As I write this, I’m checked into my wonderful $50-a-night (including breakfast) pousada in Barra da Lagoa, Brazil. It’s about a 45-minute local bus ride from the city of Florianopolis.
There are a few key things to know about this area:
1) It’s a laid back resort area with innumerable beaches to choose from. And it’s a surfing mecca.
2) This part of southern Brazil was settled by Germans and Italians, so the locals look more European than in other parts of Brazil. A friend told me the most beautiful women in the country come from Florianopolis.
3) I’m actually on a pretty big island called Santa Catarina. The big city of Floripa, as it is locally known, is on the opposite site of the island from where I am now.
The plan for the next few days basically involves two things: short hikes and beaches. Oh and maybe a boat ride to a particularly beautiful island that has both hikes AND beaches. I do have to go into the big city to do a little shopping for gifts and such to take home. I always do that at the last stop on the trip so I don’t have to carry them around with me as I travel from city to city.
Meantime, let’s back up to Monday morning, my last full day in Rio. That was the morning I chose to visit Corcovado, which is the mountaintop featuring Cristo Redentor, aka Christ the Redeemer. It marks the second “new” wonder of the world I’ve visited (Rome Coliseum being the first).

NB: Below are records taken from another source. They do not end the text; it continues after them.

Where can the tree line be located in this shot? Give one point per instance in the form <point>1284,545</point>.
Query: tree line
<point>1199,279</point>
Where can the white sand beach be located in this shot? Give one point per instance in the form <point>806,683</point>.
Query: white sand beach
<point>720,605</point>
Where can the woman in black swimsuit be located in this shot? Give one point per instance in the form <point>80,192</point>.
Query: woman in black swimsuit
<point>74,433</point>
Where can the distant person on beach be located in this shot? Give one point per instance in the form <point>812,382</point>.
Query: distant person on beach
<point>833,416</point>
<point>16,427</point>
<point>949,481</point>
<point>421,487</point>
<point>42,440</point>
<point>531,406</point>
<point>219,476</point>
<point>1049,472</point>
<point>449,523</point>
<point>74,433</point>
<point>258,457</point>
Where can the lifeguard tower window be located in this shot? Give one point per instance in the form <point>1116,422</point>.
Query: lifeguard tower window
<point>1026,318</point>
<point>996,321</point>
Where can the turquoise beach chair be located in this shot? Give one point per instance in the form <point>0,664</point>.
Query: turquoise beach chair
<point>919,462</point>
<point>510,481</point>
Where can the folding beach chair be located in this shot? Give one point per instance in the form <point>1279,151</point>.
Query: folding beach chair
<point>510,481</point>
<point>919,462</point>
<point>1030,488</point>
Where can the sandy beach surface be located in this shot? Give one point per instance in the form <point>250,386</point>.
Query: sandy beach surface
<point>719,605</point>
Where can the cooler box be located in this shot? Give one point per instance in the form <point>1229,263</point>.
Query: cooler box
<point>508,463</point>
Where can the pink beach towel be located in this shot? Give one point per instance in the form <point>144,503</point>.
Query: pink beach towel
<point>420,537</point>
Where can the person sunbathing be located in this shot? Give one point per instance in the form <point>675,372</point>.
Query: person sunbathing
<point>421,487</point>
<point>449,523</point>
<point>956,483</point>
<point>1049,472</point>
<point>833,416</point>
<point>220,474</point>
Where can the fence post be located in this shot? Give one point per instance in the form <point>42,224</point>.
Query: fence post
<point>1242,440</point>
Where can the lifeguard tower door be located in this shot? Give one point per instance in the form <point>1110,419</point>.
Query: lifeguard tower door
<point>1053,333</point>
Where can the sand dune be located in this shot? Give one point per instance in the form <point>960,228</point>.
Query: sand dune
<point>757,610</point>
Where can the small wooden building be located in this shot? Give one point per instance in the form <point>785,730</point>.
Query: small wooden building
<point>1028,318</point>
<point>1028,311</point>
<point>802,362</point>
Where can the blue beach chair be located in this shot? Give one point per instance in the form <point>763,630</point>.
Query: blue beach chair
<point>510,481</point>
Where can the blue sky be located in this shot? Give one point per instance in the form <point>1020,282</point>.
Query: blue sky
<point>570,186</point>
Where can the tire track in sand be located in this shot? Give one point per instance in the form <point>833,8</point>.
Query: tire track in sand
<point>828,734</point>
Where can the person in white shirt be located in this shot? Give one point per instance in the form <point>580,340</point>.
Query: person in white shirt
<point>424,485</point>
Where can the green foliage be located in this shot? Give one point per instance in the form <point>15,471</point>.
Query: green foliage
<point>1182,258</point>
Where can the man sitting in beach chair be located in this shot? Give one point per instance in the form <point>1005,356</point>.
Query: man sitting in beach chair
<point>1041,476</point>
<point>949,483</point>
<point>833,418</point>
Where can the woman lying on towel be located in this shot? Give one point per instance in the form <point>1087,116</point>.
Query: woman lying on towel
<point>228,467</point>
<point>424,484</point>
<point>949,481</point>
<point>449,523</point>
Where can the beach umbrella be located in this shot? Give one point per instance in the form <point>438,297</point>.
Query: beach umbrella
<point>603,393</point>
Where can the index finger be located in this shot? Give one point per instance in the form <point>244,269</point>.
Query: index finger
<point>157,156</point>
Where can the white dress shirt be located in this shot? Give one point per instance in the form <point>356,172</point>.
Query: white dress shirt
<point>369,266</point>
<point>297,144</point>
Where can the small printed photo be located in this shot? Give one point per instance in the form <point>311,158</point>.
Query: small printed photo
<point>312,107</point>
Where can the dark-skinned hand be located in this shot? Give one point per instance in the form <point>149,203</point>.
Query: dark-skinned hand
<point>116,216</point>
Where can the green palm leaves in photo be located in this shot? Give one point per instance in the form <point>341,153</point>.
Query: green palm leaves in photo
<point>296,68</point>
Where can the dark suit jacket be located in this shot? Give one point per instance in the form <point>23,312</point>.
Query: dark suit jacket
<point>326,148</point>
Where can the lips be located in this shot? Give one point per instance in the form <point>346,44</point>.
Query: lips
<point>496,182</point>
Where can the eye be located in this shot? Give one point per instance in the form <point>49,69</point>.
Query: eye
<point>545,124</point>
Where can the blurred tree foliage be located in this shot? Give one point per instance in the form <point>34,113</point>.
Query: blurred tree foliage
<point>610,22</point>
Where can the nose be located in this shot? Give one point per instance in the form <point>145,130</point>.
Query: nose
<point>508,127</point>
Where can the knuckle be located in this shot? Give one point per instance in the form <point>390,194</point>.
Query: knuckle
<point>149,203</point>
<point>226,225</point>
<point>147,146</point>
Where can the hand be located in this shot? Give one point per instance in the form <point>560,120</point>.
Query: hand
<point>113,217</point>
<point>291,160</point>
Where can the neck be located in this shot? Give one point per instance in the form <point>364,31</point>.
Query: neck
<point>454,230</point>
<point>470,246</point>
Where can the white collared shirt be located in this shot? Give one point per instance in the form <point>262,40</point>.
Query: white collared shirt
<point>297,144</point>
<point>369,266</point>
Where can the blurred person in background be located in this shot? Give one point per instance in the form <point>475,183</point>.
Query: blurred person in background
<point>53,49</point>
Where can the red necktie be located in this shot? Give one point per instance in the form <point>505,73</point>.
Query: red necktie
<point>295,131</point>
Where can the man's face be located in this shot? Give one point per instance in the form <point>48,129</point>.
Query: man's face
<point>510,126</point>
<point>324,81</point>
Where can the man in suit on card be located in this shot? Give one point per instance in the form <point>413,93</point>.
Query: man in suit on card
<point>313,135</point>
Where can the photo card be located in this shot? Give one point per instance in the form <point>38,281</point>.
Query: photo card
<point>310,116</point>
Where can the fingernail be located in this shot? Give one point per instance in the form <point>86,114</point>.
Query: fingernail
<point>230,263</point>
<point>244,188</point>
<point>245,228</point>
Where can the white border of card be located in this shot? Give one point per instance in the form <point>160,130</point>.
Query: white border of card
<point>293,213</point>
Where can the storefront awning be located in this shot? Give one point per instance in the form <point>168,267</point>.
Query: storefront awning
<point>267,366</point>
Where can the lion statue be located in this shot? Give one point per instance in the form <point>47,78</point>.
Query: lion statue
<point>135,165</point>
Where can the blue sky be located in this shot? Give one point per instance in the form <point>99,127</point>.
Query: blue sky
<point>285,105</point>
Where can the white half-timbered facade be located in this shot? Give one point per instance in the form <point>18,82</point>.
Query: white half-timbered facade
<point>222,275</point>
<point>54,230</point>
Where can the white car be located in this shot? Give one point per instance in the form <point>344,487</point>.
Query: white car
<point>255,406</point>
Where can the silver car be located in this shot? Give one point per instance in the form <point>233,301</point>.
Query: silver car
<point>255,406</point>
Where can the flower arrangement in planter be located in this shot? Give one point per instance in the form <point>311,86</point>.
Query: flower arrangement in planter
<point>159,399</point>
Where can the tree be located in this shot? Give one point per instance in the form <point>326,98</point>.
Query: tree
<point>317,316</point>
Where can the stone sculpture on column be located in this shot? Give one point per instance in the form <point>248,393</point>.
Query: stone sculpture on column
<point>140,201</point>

I took the most commonly used route to the summit, which consists of a 20-minute cog-train ride up to the 2,300-foot high base of the statue. I sat next to a tour-guide leader from Vancouver, B.C. – we compared notes and impressions of Brazil. She envied my independence; I envied the next phase of her trip – the Amazon
Anyway, the statue and summit were so crowded that I couldn’t wait to catch the next train down. Sure the view was nice, but frankly I was getting a little used to Rio’s stunning vistas. They are every direction, all the time.
Monday afternoon I hopped waves again at the beach.
Tuesday morning I caught my flight to Florianopolis. I had enough time after checking in to walk through the town and even visit a small sea-turtle sanctuary and interpretive center. Poor things in their little tanks looked like all they wanted was to crawl the hell out and get thyselves into the ocean.